I will fight for my life.
“Look at Pascal, who rid himself of physical pain by dwelling on mathematics. He was just a bit older than you when he constructed his mystic hexagram. The loveliest aspect of the mystic hexagram is that it is mystic. That’s what’s so lovely about it. It’s able to become its own shadow.”
Keep believing it.
“The tricky thing about mathematical genius,” she said, “is that its sources are so often buried. Galois for one. Ramanujan for another. No indication anywhere in their backgrounds that these boys would one day display such natural powers. Figures jumping out of sequence. Or completely misplaced.”

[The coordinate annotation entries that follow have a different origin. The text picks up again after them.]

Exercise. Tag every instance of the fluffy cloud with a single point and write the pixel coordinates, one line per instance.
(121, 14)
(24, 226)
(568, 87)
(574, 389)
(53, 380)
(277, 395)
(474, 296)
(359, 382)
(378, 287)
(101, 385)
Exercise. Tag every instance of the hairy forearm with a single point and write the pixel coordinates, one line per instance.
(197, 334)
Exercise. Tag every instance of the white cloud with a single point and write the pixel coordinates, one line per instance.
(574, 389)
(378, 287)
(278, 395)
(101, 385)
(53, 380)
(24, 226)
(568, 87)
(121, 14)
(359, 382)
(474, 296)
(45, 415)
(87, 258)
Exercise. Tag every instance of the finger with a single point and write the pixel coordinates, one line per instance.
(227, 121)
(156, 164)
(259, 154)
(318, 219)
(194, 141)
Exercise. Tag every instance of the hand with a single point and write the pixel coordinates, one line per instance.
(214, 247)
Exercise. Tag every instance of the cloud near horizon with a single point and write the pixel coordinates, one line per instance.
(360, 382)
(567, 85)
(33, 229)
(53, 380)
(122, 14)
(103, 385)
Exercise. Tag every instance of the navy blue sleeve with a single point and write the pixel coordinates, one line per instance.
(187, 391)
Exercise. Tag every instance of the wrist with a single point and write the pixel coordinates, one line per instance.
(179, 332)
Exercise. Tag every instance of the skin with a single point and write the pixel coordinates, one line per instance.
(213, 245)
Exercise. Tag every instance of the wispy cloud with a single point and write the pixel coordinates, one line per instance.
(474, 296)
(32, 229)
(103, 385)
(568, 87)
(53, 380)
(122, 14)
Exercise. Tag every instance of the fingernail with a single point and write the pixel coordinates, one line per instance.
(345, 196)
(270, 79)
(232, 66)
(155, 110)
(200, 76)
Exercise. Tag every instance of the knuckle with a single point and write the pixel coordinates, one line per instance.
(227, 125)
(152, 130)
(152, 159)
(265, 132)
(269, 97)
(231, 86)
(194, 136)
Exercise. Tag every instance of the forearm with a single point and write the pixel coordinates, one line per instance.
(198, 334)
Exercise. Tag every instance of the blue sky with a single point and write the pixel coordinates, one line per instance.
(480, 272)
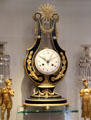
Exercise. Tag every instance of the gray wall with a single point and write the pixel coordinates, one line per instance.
(17, 28)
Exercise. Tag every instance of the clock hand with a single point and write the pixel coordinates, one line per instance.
(43, 58)
(52, 58)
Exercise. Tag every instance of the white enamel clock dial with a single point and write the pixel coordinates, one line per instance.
(47, 61)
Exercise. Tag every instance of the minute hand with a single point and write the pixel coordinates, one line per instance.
(52, 58)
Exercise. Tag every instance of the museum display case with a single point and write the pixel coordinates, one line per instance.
(55, 113)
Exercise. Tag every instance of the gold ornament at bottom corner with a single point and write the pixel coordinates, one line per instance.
(85, 93)
(5, 99)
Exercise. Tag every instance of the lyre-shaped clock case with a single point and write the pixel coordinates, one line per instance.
(43, 94)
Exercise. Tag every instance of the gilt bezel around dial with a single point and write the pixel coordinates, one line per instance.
(47, 61)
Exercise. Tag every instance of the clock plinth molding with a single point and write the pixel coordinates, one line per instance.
(46, 78)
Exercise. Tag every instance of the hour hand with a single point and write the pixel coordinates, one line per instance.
(43, 58)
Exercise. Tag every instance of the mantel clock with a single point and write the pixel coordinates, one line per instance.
(46, 66)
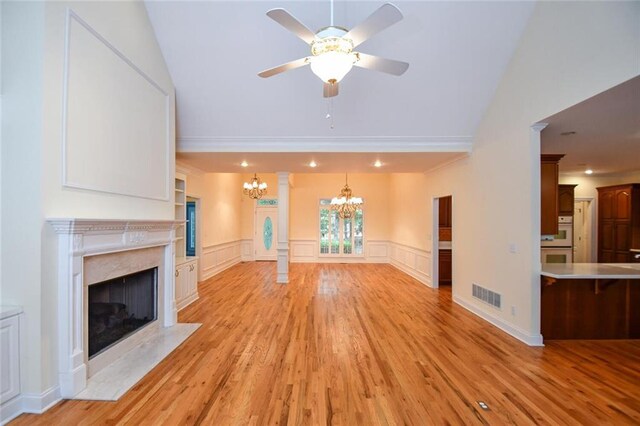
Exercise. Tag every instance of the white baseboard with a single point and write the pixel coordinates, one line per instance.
(529, 339)
(412, 261)
(29, 403)
(11, 409)
(38, 404)
(186, 302)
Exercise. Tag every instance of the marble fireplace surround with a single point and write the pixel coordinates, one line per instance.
(92, 250)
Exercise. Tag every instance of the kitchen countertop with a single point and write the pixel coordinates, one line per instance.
(623, 271)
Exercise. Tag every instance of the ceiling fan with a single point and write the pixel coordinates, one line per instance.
(332, 54)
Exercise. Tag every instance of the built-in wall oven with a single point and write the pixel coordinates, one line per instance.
(556, 255)
(558, 248)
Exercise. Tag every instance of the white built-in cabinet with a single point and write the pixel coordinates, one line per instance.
(186, 275)
(186, 283)
(9, 354)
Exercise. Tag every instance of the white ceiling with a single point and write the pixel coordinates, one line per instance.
(458, 52)
(295, 162)
(607, 138)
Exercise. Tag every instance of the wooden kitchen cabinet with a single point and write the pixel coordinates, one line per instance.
(566, 199)
(618, 222)
(549, 170)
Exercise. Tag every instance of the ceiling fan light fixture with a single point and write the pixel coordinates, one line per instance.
(331, 67)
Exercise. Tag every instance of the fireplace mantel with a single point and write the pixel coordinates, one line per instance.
(78, 238)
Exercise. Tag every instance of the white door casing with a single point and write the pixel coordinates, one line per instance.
(266, 233)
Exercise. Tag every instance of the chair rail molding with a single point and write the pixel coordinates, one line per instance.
(413, 261)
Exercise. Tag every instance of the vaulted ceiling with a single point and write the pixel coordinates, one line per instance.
(458, 52)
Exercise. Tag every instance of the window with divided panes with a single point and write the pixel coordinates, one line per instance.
(340, 237)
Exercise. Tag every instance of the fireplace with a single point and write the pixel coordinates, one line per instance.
(119, 307)
(97, 262)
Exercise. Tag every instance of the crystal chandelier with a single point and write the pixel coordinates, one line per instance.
(345, 204)
(256, 188)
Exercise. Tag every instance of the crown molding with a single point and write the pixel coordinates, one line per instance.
(326, 144)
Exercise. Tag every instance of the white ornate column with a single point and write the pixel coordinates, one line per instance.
(283, 228)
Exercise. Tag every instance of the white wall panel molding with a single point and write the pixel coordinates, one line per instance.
(130, 154)
(411, 260)
(306, 251)
(218, 257)
(247, 253)
(326, 144)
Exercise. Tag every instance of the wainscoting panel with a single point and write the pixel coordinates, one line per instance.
(412, 261)
(248, 253)
(306, 251)
(216, 258)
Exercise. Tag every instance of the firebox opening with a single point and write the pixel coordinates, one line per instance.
(121, 306)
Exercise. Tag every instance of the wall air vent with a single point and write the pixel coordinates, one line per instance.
(487, 296)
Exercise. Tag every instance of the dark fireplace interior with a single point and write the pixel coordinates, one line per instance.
(119, 307)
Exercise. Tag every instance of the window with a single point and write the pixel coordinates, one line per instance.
(340, 237)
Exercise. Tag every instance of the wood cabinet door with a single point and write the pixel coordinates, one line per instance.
(622, 204)
(605, 205)
(607, 236)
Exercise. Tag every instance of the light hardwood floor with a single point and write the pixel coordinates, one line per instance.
(362, 344)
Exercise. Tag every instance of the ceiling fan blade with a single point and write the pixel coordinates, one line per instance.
(288, 21)
(284, 67)
(377, 63)
(330, 90)
(382, 18)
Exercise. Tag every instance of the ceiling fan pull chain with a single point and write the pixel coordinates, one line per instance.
(331, 111)
(332, 13)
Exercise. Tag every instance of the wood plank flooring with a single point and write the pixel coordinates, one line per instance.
(361, 344)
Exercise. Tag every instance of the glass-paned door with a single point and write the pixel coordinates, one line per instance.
(340, 236)
(358, 233)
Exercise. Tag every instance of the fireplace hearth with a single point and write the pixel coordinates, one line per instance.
(119, 307)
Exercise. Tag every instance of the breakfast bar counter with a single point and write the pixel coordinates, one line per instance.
(590, 301)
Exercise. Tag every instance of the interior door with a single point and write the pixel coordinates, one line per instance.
(581, 243)
(266, 236)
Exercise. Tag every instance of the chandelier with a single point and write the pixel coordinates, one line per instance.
(256, 189)
(345, 204)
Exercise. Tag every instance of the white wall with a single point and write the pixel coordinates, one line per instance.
(33, 63)
(569, 52)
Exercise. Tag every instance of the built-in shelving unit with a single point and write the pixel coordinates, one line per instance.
(186, 274)
(180, 213)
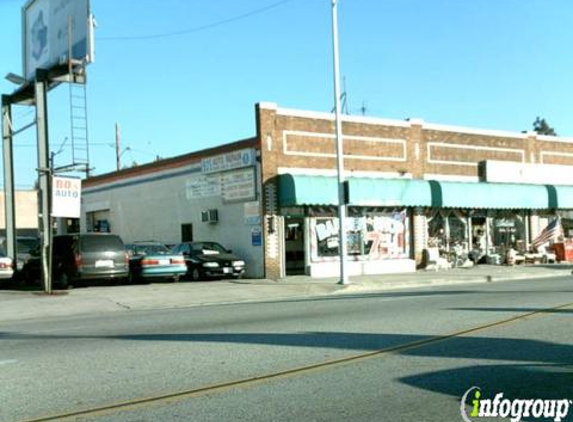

He tried to smell her, wondering what she smelled like, a woman this sensational, but the fruit on the trees in the area supplied a strong odor of their own, unpleasant, overpowering whatever shy variation of jasmine or sweet cicely might have flowed from Myriad’s pores.
“Numbers have supernatural harmonies, according to Hermite. They exist beyond human thought. Divine order through number. Number as absolute reality. Someone said of Hermite: ‘The most abstract entities are for him like living creatures.’ That’s what someone said.”
“People invented numbers,” he said. “You don’t have numbers without people.”
“Good, let’s argue.”
“I don’t want to argue.”
“Secret lives,” she said. “Dedeki
nd listed as dead twelve years before the fact. Poncelet scratching calculations on the walls of his cell. Lobachevski mopping the floors of an old museum. Sophie Germain using a man’s name. Do I have the order right? Sometimes I get it mixed up or completely backwards.”
“You went too fast for me to tell.”
“The spirit of obsession. Isn’t that the crux of it? An entire life dedicated to a number, a figure, the properties of a geometric point.”
“Too much obsession’s no good.”
“I know you don’t believe that,” Myriad said. “You say it only to preserve the secret.”
“What secret?”
“The secret of your fierce existence.”
“A geometric point has no properties, by the way. It just has location.”
If, earlier in the day, he’d allowed himself to be barbered, slit open and computerized (as the lapsed gypsy had suggested), he would probably be standing here right now, left-brain-crazy, wondering about Myriad’s birth, infancy, childhood, adolescence, young womanhood, marriage to Cyril, the lost arm, the honeymoon, the eventual conception, pregnancy and so on. He eased his way to the side of the baby carriage, in better position to look through the netting, if possible, in order to feed speculations, brain-crazy or not, on what kind of radical malformation of their baby’s body would force parents to acquire a carriage so unusually small, so obviously custom-made, so shielded by overhanging fabric.